If the PGNS system worked (as it actually was), the LGC controlled the radar, in which case the proximity radar mode switch was set to LGC. The electronics of the radar interface allowed the software to obtain data on the distance and speed measured by the radar, as well as the angles of the antenna shaft, from which the direction to the target can be found. The LGC program used this information to drive the LGC closer to the command module.



It turned out that the approach radar can also work during the descent, and this was done during the descent of Apollo 11. Crew instructions required that the radar be turned on immediately before the start of the P63 phase and remain in SLEW or AUTO mode for the entire landing maneuver.



Many explanations were given as to why the radar was set up in this way to land on the moon. For example, some people in Houston may have considered a fancy landing monitoring scheme by comparing radar data with a graph of expected readings. However, there is a simpler explanation: the radar was turned on before landing only in order to stay warm in case of an accident during interruption, and was in AUTO mode (if the lunar module was in a position that allows you to track the command module) or SLEW (at other times), just to prevent useless movement of the antenna.







Figure 7. PGNS, ATCA, and Proximity Radar Interfaces



This problem was often attributed (including by the author earlier) simply as an error in the checklist. This is an inaccurate wording, just as it is inaccurate to call a premature monitor shutdown

delta-V engine of the lunar module is a "computer error", while in fact the error was in the documentation. In fact, the position of the Apollo 11 proximity radar switch should not have caused any problems.

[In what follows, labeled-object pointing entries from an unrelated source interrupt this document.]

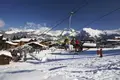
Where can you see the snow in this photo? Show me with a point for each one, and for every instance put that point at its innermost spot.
(117, 40)
(1, 34)
(7, 53)
(38, 43)
(84, 66)
(90, 44)
(93, 32)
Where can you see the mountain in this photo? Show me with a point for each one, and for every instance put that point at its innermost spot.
(89, 33)
(47, 33)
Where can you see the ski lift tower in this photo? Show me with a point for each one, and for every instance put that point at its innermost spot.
(70, 19)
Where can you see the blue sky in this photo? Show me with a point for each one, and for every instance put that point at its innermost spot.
(16, 13)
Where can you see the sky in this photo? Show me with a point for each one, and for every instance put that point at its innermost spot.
(16, 13)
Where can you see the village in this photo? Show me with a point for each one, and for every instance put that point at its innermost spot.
(19, 48)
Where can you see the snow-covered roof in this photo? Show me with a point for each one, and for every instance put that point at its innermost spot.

But from here you can trace another case of errors in the documentation.



Years before, documentation was written on the interface control document (ICD), which defines the electrical interface between the PGNS and the ATCA (attitude and translation control assembly), which was supplied by Grumman Aerospace, the company that built the landing module. ICD determined that the 28V power supply circuits with a frequency of 800 Hz in two systems should be aligned in frequency, but it is not written that they should be synchronized in phase. In fact, the two systems were frequency aligned with the “frequency sync” signal sent by LGC. They had a constant phase relationship. However, the phase between the two voltages was a completely random variable, depending on the moment at which the LGC, which was always powered after ACTA, began to send a synchronization signal. These interfaces are shown in fig. 7.



A problem with the 800 Hz phase was detected when testing the LM-3's landing module and is documented, but has never been fixed. As a result, when the radar mode switch was in the AUTO or SLEW position, the rotary mechanism of the radar was excited by a 800 Hz signal from the ATCA, which with high probability does not coincide in phase with the 800 Hz signal, which is used as a reference in CDUs that convert signals from a mechanism for turning into data for the computer, and decrementing (or decrementing) the counters in the computer that tell the program how the antenna is rotated.



On Apollo 11, however, CDUs worked differently. Since they took a separately generated voltage as a reference signal, the signals of the antenna angle sensors received by the CDU showed an unknown angle. The error was greatest if the phase difference was close to 90 or 270 degrees, and Apollo 11, obviously, hit one of these interesting points. In response, the CDU began to increment or decrement LGC counters at an almost constant speed, about 6400 pulses per second for each of the corners. This happened every time the switch was in SLEW or AUTO mode, regardless of whether the proximity radar was turned on.



The counters of the CDU interface in LGC were incremented or decremented by external signals that were processed in the computer. This was time consuming, in this case one memory cycle of 11.7 ÎĽs each. If the counters incremented at maximum speed, it took about 15% of the total time (this stray time is called TLOSS). We currently provide a conservative estimate of the time spent 13%, which is consistent with the observed behavior.



After the flight of Apollo 11, Grumman engineers conducted tests in an attempt to reproduce the computer behavior observed in flight. They confirmed that even in the worst case, CDUs could not send pulses at maximum speed. They came to the conclusion that the maximum computer load with these meters (TLOSS) could be 13.36%. During the simulation, errors similar to those that occurred in flight were reproduced. Thus, the quoted TLOSS value is the best documented estimate of Apollo 11 computer load. [Clint Tillman, “Simulating the RR-CDU Interface When the RR is in the SLEW or AUTO (not LGC) Mode in the FMES / FCI Laboratory,” August 9 , 1969]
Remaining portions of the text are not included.